Изменить размер шрифта - +

Перонель непоседлива и шумна, Казамена всегда наполнена её голубиным воркованием или пронзительным мяуканьем. Когда загораются лампы, она шалеет от восторга, рвёт газеты, таскает клубки, потом, видно, напяливает незримые сапоги-скороходы и принимается по-жеребячьи носиться галопом по комнате, прыгает на стол и тут же становится кроткой, как овечка, трётся крепким лбом о наши подбородки, лижет щёку Анни шершавым, как зубная щётка, языком, а моей головой пользуется как ступенькой, чтобы запрыгнуть на камин.

Она любит меня, а я не могу забыть свою Фаншетту… у белоснежной бедняжки Фаншетты была чудесная душа современной провинциалки, ко всему на свете она относилась исключительно добросовестно! Спала богатырским сном, любила погулять, ела с аппетитом, добычу могла выслеживать часами. И всего-то ничего – подумаешь, куриная косточка, может, чуть острее других, – а хватило: золотисто-зелёные глаза налились кровью, когти беспомощно царапнули воздух, разодрали белое раздувшееся, как у голубя, горло – и Фаншетты не стало!.. В прошлом остались папа, Фаншетта и Мели – я обогнала их и пошла дальше, правда, ушла не слишком далеко…

Незадолго до того, как оставить меня. Мели вдруг резко сдала, на неё, как на святую Литвинну, навалились все мыслимые и немыслимые хвори: спину согнул ревматизм, ноги отекли, она оглохла, ослепла, что-то там ещё, так что, узнав о её смерти, все с облегчением вздохнули: «Отмучилась!»

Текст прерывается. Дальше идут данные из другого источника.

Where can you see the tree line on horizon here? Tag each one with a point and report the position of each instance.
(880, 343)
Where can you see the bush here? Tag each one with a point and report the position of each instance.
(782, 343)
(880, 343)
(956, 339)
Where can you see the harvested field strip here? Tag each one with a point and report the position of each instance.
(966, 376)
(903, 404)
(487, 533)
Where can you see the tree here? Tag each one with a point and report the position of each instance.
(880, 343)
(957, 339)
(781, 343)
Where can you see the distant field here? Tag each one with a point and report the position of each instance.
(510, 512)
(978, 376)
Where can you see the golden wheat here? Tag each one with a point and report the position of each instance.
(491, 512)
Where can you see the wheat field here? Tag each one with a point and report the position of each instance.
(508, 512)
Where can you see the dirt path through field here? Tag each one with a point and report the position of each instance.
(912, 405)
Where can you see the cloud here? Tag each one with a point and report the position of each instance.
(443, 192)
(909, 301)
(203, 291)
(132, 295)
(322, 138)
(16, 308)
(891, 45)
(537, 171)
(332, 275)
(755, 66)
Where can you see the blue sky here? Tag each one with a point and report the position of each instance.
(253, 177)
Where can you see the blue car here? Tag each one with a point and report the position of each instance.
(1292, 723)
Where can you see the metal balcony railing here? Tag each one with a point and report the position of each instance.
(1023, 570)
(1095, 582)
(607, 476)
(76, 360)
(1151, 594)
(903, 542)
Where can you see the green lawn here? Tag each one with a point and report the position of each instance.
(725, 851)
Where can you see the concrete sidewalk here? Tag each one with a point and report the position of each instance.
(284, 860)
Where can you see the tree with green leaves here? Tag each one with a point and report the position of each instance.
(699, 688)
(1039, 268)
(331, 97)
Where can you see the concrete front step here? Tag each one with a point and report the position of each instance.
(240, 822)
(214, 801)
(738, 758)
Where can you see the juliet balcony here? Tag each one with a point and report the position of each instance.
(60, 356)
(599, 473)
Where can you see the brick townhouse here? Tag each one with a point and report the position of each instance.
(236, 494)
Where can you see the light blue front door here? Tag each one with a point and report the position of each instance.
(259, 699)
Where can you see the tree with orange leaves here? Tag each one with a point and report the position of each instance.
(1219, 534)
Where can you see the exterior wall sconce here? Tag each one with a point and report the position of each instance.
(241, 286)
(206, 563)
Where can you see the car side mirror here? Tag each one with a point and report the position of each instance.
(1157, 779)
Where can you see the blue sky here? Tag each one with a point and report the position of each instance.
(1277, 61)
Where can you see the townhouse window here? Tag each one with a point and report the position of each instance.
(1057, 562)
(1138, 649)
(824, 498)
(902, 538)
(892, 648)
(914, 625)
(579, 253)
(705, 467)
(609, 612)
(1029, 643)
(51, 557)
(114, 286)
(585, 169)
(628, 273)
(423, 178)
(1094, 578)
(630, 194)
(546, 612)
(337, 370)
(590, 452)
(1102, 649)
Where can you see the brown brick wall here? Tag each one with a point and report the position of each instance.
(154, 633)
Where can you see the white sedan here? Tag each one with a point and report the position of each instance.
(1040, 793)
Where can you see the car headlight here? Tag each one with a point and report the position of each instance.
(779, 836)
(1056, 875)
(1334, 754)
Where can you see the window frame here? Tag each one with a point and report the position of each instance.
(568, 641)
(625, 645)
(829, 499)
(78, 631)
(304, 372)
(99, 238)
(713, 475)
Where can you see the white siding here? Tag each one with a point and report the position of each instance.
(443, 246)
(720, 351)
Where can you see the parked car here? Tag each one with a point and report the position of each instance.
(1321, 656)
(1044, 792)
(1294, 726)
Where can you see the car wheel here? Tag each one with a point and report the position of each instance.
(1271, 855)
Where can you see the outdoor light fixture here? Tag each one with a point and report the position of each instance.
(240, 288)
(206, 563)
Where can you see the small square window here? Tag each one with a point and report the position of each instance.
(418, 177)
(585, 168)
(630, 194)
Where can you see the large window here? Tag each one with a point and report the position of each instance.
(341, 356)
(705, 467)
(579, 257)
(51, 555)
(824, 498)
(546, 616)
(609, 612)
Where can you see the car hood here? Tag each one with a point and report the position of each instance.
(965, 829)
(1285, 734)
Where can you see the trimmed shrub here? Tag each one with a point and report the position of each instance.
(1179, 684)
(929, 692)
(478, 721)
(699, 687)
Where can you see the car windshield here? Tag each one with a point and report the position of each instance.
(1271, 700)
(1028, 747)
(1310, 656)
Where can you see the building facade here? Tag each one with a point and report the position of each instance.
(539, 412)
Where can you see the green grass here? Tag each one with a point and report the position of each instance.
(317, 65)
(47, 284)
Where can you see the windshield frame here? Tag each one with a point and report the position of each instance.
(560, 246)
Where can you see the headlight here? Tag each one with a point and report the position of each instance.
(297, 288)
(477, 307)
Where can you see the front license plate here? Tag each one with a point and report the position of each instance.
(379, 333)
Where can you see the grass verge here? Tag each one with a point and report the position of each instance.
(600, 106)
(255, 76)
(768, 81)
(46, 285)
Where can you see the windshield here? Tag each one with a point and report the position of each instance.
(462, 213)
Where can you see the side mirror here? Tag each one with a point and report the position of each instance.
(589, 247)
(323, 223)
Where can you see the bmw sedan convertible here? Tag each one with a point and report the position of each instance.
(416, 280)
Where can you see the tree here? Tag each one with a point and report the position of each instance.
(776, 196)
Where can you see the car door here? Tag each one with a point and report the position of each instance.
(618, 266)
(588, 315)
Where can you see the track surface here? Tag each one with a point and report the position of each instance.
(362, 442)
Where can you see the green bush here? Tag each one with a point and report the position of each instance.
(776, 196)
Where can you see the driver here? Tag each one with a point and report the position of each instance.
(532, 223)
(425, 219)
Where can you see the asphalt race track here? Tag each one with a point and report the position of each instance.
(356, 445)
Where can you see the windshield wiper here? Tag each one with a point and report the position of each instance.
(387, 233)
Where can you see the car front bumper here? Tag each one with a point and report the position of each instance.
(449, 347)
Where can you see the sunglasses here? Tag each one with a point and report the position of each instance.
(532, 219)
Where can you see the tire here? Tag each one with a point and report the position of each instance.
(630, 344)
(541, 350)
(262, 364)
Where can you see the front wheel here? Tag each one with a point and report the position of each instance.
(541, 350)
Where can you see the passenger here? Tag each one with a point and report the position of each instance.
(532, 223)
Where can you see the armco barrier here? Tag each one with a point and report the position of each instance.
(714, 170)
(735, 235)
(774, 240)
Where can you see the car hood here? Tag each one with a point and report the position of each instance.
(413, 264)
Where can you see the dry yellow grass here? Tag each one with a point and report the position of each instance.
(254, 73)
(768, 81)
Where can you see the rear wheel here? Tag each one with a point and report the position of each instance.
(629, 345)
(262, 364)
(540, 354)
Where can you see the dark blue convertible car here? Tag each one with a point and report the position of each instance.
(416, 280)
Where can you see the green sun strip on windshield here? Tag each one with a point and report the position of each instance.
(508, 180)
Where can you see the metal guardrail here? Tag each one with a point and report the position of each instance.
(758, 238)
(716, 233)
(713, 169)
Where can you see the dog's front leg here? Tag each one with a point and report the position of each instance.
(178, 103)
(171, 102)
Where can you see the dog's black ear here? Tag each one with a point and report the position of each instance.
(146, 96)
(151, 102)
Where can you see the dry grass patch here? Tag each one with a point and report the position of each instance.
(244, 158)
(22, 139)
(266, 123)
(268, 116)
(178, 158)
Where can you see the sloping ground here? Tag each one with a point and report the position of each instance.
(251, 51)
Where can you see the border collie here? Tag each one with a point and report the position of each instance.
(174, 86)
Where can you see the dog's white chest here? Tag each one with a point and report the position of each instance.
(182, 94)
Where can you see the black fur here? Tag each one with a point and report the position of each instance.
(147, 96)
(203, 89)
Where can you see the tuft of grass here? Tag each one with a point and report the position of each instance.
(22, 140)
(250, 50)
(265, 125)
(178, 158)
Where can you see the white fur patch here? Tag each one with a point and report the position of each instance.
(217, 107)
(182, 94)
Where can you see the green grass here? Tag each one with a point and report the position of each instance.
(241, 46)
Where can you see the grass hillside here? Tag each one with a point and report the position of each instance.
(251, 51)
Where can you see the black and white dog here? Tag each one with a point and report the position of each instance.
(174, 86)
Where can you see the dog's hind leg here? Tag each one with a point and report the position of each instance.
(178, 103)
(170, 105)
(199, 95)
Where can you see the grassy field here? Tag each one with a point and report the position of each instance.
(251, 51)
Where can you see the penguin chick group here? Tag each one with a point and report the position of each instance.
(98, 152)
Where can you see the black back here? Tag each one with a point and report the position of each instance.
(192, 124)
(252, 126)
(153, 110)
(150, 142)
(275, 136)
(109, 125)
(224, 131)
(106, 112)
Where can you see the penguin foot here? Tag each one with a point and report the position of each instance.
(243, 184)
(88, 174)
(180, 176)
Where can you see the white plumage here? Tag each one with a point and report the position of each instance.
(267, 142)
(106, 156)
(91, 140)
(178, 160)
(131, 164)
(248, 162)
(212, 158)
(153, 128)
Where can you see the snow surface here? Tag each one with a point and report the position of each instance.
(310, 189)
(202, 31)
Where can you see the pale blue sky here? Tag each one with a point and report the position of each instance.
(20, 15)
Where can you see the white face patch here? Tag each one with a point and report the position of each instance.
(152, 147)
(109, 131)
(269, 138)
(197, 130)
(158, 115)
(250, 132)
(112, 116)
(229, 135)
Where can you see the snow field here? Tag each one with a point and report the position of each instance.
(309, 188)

Мой великолепный батюшка, мой отец с трёхцветной бородой, окончил дни свои среди книг, бах!.. и клюнул носом, может, по рассеянности – ему ничего не стоило забыть пообедать или завязать галстук. Мне трудно было смириться с его смертью, ещё несколько дней его красивый, так звучно ругавшийся голос эхом разносился по дому, и я всё бродила из помещения в помещение, как та упрямая собака – знает, что хозяин уехал, но всё же проверяет, открывая мордой двери, каждую комнату: «Здесь нет. Может быть, в соседней? Тоже нет. Тогда, наверное, он вошёл в ту, первую, пока я искала в этой. Надо посмотреть ещё раз…»

 

Одно за другим приходят письма от Рено, а дни всё короче и короче. Мой дорогой в конце концов приобрёл трогательную привычку всех больных, которым обеспечен заботливый уход, проявлять запоздало повышенное внимание к своим внутренним органам: они вдруг открывают для себя, что у них есть печень, желудок, и увлекаются определениями, которые абсолютно ни о чём не говорят. В письмах то и дело проскальзывают специальные термины, теперь уже он употребляет их без всякой иронии, даже с некоторым пафосом, свойственным обычно студентам-медикам. Самым тревожным событием стало для него ежедневное взвешивание, а имя некоего Кушру, неврастеника с редким диагнозом, санаторской знаменитости, на четырёх страницах встречается трижды… Нет, не такая уж я злая, но всё же… оставили бы нас наедине с этим самым Кушру минут на пятнадцать – он бы у меня узнал, как лечится острая неврастения!..

Пришло письмо – очень смешное – от Марселя. Клянчит, как всегда, но на этот раз так много, что я даже не сержусь. Три тысячи франков! Видно, мальчик ударился головкой. Три тысячи – за что? За физиономию притомившейся девки? Сто франков в зубы, пять-шесть любезно-ироничных строчек – и моя совесть мачехи снова спокойна.

 

Анни снова молчит: кажется, она уже стесняется своего вчерашнего приступа откровенности. Она бесшумно бродит вокруг меня с сокрушённым видом, как кошка, разбившая вазу…

Сегодня утром я увидела её, зябкую со сна, на крыльце с расходившимися ступенями – они качаются под ногами, как плохо положенные камни, по которым переходят вброд ручей… Только что пробило семь, я выбралась из лабиринта: вся мокрая от росы, из носа течёт, пальцы окоченели, на руке корзинка. Октябрьское утро опьяняюще пахло туманом, дымком костра и палым листом.